Eight years on from NATO’s intervention in Libya, the country enters a new phase in its conflict. Terrorism has spread to an estimated 14 countries, as a direct result of that war, the GeoPolitics news website said in a report on Tuesday.
The 2011 conflict produced an ungoverned country awash with weapons, ideal for terrorist groups to thrive.
Libya became a facilitation and training hub for around 3,000 fighters on their way to Syria, many of whom joined Al-Qaeda affiliated groups, including Jabhat Al-Nusra and the Islamic State-affiliated Katibat Al-Battar Al-Libi (KBL), which was founded by militants from Libya.
In 2015, IS forces in Libya conducted car bombings and beheadings, as well as establishing territorial control over parts of Derna and Benghazi in the east, and Sabratha in the west. It also became the sole governing body in the coastal city of Sirte, with as many as 5,000 fighters occupying the city.
“Most of the blood spilt in Europe in the more spectacular attacks, using guns and bombs, really all began at the time when Katibat Al-Battar went back to Libya,” Cameron Colquhoun, a former counterterrorism analyst for Britain’s Government Communications Headquarters, told The New York Times.
Salman Abedi, who was accused of killing 22 people at a concert in Manchester in 2017, reportedly met with members of KBL several times in Sabratha.
Other members of the KBL were Abdel-Hamid Abaaoud, the ringleader of the 2015 Paris attacks on the Bataclan nightclub and sports stadium, which killed 130 people. As well as the militants involved in the 2015 Verviers plot in Belgium.
The perpetrator of the 2016 Berlin truck attack, which left 12 people dead, also had contacts with Libyans linked to IS.
Several individuals who were based in Italy were involved in the attack on the Bardo museum in Tunis in 2015, which killed 22 people. Tunisia suffered its deadliest terrorist attack in 2015 when a 23-year-old Tunisian armed with a machine gun mowed down 38 tourists, mainly Britons, at a beach hotel in the resort of Port El Kantaoui.

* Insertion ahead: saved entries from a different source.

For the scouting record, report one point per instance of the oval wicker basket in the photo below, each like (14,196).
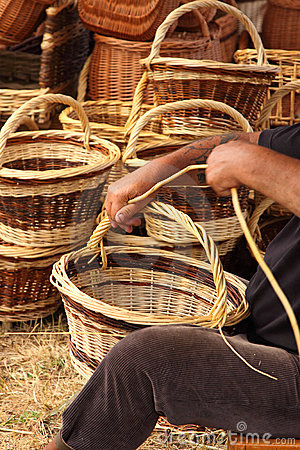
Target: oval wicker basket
(126,19)
(19,19)
(51,181)
(139,287)
(280,28)
(201,203)
(242,87)
(286,107)
(108,82)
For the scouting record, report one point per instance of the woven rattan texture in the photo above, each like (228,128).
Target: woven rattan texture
(108,82)
(280,28)
(19,19)
(126,19)
(285,112)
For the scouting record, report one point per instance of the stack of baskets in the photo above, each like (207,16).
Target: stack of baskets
(50,183)
(50,60)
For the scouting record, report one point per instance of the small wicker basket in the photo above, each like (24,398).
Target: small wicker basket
(51,181)
(126,19)
(201,203)
(242,87)
(107,297)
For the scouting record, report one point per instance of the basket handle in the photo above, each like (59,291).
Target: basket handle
(129,152)
(274,99)
(177,13)
(83,80)
(16,118)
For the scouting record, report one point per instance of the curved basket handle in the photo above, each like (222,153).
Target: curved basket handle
(274,99)
(83,80)
(174,15)
(16,118)
(183,104)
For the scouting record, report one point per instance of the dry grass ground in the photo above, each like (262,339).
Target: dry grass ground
(37,380)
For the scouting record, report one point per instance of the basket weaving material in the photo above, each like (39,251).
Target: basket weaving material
(280,28)
(127,19)
(242,87)
(51,181)
(64,48)
(107,82)
(201,203)
(140,286)
(19,19)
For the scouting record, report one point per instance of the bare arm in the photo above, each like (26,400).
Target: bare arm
(144,178)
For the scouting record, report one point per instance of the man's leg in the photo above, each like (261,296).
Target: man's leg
(189,375)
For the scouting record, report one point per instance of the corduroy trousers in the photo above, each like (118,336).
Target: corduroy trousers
(189,375)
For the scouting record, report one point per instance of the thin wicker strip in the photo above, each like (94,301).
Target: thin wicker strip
(240,86)
(19,19)
(201,203)
(51,181)
(285,95)
(127,19)
(280,28)
(107,82)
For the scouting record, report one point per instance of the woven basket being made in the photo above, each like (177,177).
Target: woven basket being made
(48,62)
(138,287)
(19,19)
(286,109)
(126,19)
(280,29)
(108,82)
(242,87)
(216,214)
(51,181)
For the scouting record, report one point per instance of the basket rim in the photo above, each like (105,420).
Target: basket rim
(63,283)
(113,155)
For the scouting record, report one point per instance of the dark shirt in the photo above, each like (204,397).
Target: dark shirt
(269,323)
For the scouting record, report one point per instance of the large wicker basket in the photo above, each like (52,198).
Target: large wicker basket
(19,19)
(141,286)
(200,202)
(135,20)
(286,108)
(48,62)
(108,82)
(51,181)
(242,87)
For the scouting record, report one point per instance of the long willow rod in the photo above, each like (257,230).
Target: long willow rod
(274,283)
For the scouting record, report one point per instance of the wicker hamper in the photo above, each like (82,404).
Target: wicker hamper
(19,19)
(242,87)
(135,20)
(139,287)
(200,202)
(51,181)
(108,82)
(281,22)
(48,62)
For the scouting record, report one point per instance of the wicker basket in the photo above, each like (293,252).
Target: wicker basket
(288,62)
(242,87)
(51,181)
(280,28)
(19,19)
(126,19)
(141,286)
(26,292)
(107,82)
(54,65)
(201,203)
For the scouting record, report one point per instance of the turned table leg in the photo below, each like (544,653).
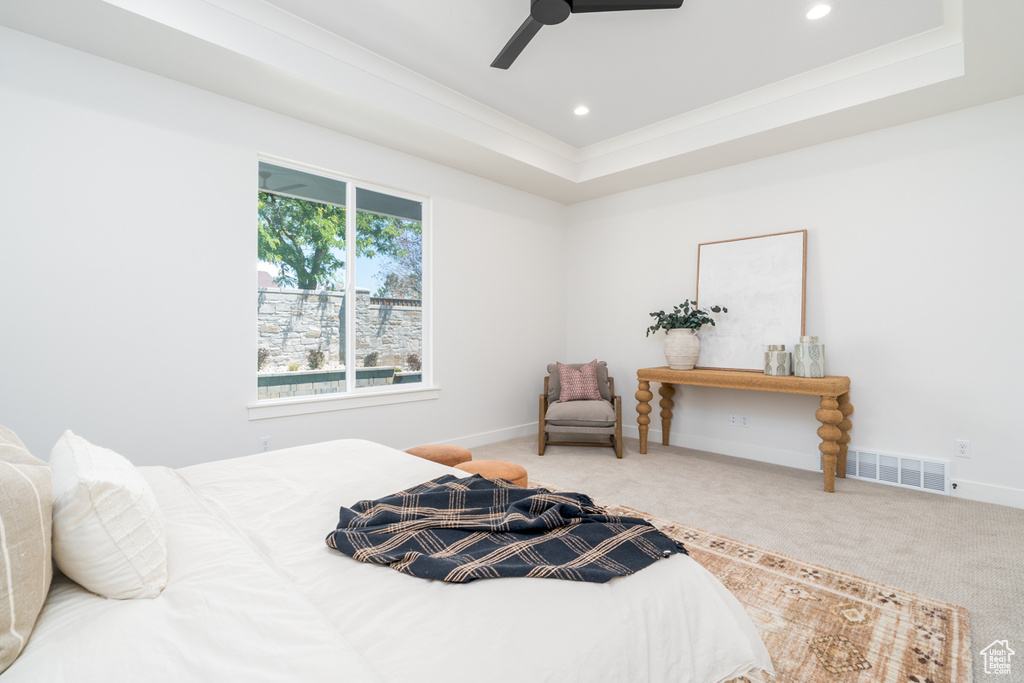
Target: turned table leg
(846,408)
(667,391)
(829,417)
(643,396)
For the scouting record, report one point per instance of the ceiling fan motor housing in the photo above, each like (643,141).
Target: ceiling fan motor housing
(550,12)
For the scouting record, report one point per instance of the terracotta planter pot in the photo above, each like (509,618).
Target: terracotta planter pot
(682,346)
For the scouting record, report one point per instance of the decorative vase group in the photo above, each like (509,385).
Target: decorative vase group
(682,346)
(777,360)
(809,357)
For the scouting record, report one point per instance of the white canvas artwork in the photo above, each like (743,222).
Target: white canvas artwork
(761,282)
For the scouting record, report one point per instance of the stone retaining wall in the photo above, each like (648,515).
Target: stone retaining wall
(292,323)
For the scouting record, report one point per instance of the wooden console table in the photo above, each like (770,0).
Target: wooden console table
(834,412)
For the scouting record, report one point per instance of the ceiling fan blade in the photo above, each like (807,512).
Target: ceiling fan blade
(622,5)
(516,43)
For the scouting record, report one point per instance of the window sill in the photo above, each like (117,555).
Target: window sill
(284,408)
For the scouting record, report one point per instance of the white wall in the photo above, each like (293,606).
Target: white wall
(129,198)
(913,284)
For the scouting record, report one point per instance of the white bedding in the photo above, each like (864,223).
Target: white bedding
(254,594)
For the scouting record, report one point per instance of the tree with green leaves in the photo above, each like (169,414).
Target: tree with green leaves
(306,240)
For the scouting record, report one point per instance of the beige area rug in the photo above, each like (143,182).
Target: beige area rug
(822,625)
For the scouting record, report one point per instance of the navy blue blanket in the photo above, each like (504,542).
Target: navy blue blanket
(460,529)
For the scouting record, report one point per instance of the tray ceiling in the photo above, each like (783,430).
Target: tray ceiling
(672,92)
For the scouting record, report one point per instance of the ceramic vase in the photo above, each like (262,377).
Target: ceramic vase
(777,360)
(809,357)
(681,348)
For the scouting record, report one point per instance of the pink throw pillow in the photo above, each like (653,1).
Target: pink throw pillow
(579,384)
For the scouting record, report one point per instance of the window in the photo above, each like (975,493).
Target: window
(340,293)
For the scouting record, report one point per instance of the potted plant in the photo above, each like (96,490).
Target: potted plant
(682,346)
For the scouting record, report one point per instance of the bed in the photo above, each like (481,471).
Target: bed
(254,594)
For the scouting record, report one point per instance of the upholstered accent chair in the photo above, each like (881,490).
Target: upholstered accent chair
(567,419)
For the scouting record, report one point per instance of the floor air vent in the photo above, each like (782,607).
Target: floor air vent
(930,475)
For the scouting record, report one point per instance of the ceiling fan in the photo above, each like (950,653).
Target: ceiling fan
(549,12)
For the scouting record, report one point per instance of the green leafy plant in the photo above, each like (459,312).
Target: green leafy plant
(686,315)
(314,358)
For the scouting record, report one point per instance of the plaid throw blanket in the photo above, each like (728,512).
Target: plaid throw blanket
(460,529)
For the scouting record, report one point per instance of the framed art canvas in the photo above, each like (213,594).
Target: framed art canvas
(762,281)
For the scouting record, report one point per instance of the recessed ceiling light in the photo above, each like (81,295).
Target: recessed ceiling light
(818,10)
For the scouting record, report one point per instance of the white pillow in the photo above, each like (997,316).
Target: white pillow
(108,529)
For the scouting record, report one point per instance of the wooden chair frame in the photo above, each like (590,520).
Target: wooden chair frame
(614,440)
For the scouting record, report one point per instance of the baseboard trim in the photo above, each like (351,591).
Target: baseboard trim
(482,438)
(973,491)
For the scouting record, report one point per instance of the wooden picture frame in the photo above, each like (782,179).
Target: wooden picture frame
(763,283)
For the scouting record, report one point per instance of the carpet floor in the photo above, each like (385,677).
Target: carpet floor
(948,549)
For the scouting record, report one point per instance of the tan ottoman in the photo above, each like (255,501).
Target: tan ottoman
(442,453)
(497,469)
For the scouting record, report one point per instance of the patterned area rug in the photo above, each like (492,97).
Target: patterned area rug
(824,626)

Libya’s eastern neighbour, Egypt, has also been struck by terrorism emanating from the country. IS officials in Libya have been linked to, and may have directed the activities of Wilayat Sinai, the terrorist group formerly known as Ansar Bayt Al-Maqdis, which has carried out several deadly attacks in Egypt.
After the fall of Gaddafi, the western desert became a corridor for weapons smuggling, and used by operatives on their way to the Sinai.